Cancer-Associated Fibroblasts: Accomplices in the Tumor Immune Evasion

SIMPLE SUMMARY: A growing number of studies suggest that cancer-associated fibroblasts (CAFs) modulate both myeloid and lymphoid cells through secretion of molecules (i.e., chemical function) and production of the extracellular matrix (ECM), i.e., physical function. Even though targeting functions CAFs is a relevant strategy, published clinical trials solely aimed at targeting the stroma showed disappointing results, despite being based on solid preclinical evidence.

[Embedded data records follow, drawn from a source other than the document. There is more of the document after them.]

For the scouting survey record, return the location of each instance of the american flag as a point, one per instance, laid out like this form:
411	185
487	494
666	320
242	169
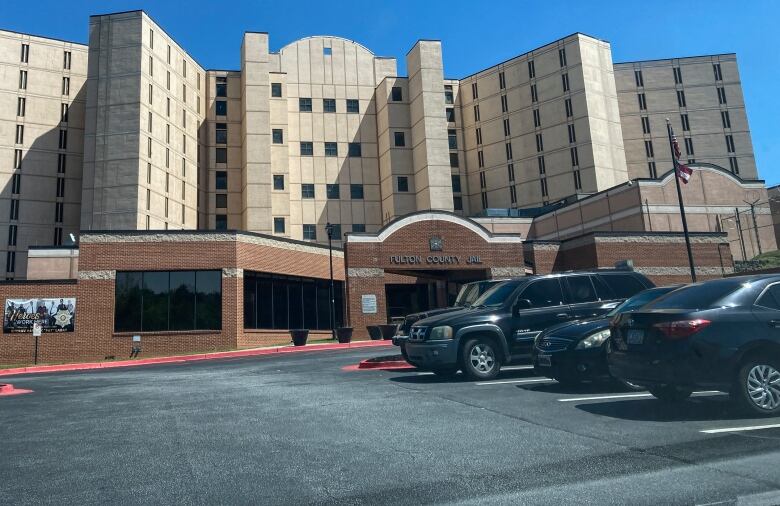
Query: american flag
683	171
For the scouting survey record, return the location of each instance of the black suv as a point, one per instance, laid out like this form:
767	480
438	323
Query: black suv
468	293
501	325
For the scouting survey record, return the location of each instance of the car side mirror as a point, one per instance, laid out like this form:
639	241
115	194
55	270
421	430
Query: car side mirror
522	304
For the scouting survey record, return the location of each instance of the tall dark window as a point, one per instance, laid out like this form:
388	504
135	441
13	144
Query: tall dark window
284	302
222	86
162	300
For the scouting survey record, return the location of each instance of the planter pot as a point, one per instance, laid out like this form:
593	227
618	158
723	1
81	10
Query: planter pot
344	334
299	336
388	331
374	333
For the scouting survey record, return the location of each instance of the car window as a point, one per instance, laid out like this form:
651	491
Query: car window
770	298
581	289
497	295
700	295
602	289
544	293
624	285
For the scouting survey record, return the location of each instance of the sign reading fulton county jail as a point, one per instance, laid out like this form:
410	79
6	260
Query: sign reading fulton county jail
434	260
53	315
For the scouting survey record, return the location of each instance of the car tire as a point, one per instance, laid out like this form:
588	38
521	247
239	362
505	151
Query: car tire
627	385
480	359
757	387
445	372
669	393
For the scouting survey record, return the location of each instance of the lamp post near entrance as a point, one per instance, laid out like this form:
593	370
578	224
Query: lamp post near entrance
332	313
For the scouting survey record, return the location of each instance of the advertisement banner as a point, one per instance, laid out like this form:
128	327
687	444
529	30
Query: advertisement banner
53	315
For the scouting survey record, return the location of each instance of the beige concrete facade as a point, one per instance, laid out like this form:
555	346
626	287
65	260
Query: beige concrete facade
325	131
42	99
144	110
702	98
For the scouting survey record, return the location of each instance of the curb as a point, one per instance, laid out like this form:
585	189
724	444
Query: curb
190	358
7	390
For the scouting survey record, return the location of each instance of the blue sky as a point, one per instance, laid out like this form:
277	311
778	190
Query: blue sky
473	37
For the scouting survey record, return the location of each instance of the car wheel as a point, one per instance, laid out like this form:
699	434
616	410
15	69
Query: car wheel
446	372
480	359
758	386
669	393
627	385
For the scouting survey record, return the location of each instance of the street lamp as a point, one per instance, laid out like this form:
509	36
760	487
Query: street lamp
332	313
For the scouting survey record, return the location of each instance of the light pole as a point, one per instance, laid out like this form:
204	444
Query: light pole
332	313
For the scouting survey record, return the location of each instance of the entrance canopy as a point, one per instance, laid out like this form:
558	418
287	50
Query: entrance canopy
436	248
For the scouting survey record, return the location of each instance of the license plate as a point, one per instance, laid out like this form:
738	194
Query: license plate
635	336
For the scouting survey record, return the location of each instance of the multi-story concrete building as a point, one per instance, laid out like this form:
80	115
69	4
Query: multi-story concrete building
324	131
42	103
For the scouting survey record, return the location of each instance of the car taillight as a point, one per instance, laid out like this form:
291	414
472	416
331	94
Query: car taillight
682	328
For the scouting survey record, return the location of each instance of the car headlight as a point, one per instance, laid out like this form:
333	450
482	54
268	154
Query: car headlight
593	340
443	332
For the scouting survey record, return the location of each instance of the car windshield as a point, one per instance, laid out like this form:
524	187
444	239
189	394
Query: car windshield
639	300
700	295
469	293
497	295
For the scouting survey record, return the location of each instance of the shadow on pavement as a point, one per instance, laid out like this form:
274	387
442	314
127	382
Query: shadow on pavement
413	376
696	409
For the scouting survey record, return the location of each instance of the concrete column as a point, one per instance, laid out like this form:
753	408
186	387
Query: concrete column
256	133
432	181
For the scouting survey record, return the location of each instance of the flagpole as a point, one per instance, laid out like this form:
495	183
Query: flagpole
679	199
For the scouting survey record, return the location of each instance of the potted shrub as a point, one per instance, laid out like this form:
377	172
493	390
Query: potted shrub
344	334
299	336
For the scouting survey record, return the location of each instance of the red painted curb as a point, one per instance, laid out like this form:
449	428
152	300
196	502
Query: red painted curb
190	358
7	389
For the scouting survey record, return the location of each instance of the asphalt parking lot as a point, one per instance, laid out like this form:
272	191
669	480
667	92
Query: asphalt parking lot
297	429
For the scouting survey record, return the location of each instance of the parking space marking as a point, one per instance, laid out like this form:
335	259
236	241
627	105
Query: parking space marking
631	396
517	368
741	429
516	382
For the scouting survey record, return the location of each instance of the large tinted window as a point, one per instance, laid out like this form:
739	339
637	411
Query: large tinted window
700	295
286	302
128	301
770	298
162	300
581	289
623	285
543	293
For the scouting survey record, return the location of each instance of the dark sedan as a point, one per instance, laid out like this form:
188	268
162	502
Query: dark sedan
722	334
576	351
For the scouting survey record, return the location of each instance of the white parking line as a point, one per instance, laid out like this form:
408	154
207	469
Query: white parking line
741	429
631	396
517	382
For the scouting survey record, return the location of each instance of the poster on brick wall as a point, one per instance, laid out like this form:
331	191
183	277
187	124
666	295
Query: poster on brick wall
53	315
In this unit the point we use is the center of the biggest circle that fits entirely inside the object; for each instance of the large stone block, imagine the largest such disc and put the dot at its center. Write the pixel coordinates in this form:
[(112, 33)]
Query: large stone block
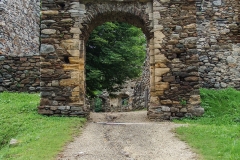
[(161, 71), (46, 49), (50, 12), (74, 53), (161, 86), (70, 44), (69, 82), (161, 58)]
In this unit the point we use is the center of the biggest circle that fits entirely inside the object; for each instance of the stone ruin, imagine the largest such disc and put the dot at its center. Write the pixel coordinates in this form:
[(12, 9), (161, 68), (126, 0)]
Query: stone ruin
[(191, 43)]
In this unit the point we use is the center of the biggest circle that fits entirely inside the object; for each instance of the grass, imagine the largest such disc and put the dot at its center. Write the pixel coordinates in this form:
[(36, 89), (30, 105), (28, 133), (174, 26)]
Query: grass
[(216, 135), (40, 137)]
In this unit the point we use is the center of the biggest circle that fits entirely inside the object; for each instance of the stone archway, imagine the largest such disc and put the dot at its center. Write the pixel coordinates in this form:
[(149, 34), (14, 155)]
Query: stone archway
[(170, 29)]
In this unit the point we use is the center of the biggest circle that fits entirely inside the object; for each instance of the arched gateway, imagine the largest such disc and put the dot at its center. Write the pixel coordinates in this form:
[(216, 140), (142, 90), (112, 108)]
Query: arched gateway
[(170, 28)]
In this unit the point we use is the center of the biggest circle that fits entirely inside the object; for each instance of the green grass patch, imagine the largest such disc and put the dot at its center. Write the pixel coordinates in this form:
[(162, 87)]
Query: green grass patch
[(40, 137), (216, 135)]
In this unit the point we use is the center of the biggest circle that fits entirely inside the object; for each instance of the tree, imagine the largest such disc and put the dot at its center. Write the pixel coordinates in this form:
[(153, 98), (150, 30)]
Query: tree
[(115, 53)]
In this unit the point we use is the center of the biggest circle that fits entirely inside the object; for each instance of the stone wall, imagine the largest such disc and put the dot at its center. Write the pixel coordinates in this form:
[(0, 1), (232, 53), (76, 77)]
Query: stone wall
[(219, 43), (65, 28), (19, 26), (21, 74), (184, 37), (19, 45)]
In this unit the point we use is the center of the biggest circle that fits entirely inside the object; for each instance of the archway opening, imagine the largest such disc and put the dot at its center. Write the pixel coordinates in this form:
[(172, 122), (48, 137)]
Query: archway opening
[(116, 60)]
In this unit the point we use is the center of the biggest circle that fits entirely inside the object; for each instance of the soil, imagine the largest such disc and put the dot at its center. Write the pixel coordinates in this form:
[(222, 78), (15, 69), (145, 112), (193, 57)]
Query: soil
[(127, 136)]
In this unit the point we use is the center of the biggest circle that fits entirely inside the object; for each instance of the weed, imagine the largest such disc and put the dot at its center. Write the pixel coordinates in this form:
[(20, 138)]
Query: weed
[(216, 135), (40, 137)]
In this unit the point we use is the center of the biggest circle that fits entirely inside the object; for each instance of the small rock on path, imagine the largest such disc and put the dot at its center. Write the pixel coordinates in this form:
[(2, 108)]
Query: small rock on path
[(135, 138)]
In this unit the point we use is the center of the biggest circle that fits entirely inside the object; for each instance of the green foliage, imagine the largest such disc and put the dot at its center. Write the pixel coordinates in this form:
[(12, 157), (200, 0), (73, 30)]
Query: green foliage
[(98, 105), (216, 135), (115, 53), (40, 137)]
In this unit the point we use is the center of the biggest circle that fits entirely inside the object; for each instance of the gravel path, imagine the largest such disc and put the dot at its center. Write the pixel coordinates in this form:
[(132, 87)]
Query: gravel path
[(135, 138)]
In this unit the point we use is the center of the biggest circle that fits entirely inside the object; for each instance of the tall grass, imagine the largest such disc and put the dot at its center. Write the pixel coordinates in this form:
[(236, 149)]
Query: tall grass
[(216, 135), (40, 137)]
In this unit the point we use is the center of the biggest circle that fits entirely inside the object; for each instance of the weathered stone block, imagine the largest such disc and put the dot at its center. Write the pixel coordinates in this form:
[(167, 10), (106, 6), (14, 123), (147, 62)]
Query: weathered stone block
[(161, 86), (161, 71), (69, 82), (50, 12)]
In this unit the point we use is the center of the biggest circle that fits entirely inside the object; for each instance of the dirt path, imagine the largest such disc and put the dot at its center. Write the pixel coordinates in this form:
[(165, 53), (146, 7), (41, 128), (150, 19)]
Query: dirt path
[(138, 139)]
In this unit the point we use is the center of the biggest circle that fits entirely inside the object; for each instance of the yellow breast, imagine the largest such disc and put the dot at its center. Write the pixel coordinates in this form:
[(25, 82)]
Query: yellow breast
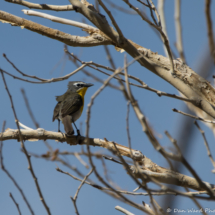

Our review dissects the interactions between CAFs and immune cells and explains how a deeper understanding of CAF subpopulations is the cornerstone to propose relevant therapies that will ultimately improve survival of patients with cancer. ABSTRACT: Cancer-associated fibroblasts (CAFs) are prominent cells within the tumor microenvironment, by communicating with other cells within the tumor and by secreting the extracellular matrix components. The discovery of the immunogenic role of CAFs has made their study particularly attractive due to the potential applications in the field of cancer immunotherapy. Indeed, CAFs are highly involved in tumor immune evasion by physically impeding the immune system and interacting with both myeloid and lymphoid cells. However, CAFs do not represent a single cell entity but are divided into several subtypes with different functions that may be antagonistic. Considering that CAFs are orchestrators of the tumor microenvironment and modulate immune cells, targeting their functions may be a promising strategy. In this review, we provide an overview of (i) the mechanisms involved in immune regulation by CAFs and (ii) the therapeutic applications of CAFs modulation to improve the antitumor immune response and the efficacy of immunotherapy.